Date(s) - 12/06/2014
2:00 pm - 3:00 pm
Seminar: Design Frontiers in Parallel Languages: the role of determinism”. (Room 1.33a, Jack Cole Building).
Abstract: Constraints can be a source of inspiration; their role in creative art forms is well-recognized, with poetry as the quintessential example. We argue that the requirement of determinism can play the same role in the design of parallel programming languages. This talk describes a series of design explorations that begin with determinism as the constraint, introduce the concept of monotonically-changing concurrent data structures (LVars), and end in some interesting places — flirting with the boundaries to yield quasideterminism, and revealing synergies between parallel effects, such as cancelation and memoization, when used in a deterministic context.

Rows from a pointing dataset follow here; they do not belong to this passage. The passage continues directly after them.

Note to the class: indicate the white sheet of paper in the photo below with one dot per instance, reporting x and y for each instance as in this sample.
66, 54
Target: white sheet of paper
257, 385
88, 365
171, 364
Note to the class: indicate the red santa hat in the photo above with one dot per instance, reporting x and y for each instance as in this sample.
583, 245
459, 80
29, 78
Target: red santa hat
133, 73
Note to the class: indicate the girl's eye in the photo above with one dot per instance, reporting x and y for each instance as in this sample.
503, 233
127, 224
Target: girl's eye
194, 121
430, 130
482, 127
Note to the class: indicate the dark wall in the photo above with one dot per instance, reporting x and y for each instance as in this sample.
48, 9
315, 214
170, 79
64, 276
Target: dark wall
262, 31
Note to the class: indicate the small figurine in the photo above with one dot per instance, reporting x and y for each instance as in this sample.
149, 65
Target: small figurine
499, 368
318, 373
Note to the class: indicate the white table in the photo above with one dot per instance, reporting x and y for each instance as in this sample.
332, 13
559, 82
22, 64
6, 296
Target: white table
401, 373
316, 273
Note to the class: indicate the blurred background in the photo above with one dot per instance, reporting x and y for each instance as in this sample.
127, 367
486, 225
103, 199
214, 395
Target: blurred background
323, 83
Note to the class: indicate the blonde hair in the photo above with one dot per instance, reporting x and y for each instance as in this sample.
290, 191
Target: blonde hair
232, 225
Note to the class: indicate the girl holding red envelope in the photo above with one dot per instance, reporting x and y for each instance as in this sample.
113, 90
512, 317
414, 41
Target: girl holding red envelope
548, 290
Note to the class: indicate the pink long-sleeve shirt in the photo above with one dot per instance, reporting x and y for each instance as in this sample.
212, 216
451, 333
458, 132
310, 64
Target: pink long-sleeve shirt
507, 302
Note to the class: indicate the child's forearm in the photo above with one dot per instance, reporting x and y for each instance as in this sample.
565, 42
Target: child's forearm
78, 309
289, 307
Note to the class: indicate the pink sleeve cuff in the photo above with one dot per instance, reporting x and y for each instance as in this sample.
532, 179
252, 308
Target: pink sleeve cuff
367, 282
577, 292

Our goal is for guaranteed-deterministic parallel programming to be practical and efficient for a wide range of applications. One challenge is simply to integrate the known forms of deterministic-by-construction parallelism, which we overview in this talk: Kahn process networks, pure data-parallelism, single assignment languages, functional programming, and type-effect systems that enforce limited access to state by threads. My group, together with many others around the world, are developing libraries such as LVish and Accelerate that add these capabilities to the programming language Haskell. It is early days yet, but it is already possible to build programs that mix concurrent, lock-free data structures, blocking data-flow, callbacks, and GPU-based data-parallelism, without ever compromising determinism or referential transparency.
Biography: Ryan R. Newton emerged from the wetlands of South Florida to receive his Ph.D. in computer science from MIT in 2009, and from 2009 through
2011 conducted research on parallel programming tools as part of Intel’s Developer Products Division. In 2011, he joined Indiana University, where his research focuses on language-based approaches to the programming challenges posed by future architectures. To this end, he and his students have invented a new concurrent data abstraction (LVars) for deterministic parallelism, and are working on domain-specific compilers for array languages and distributed stream processing.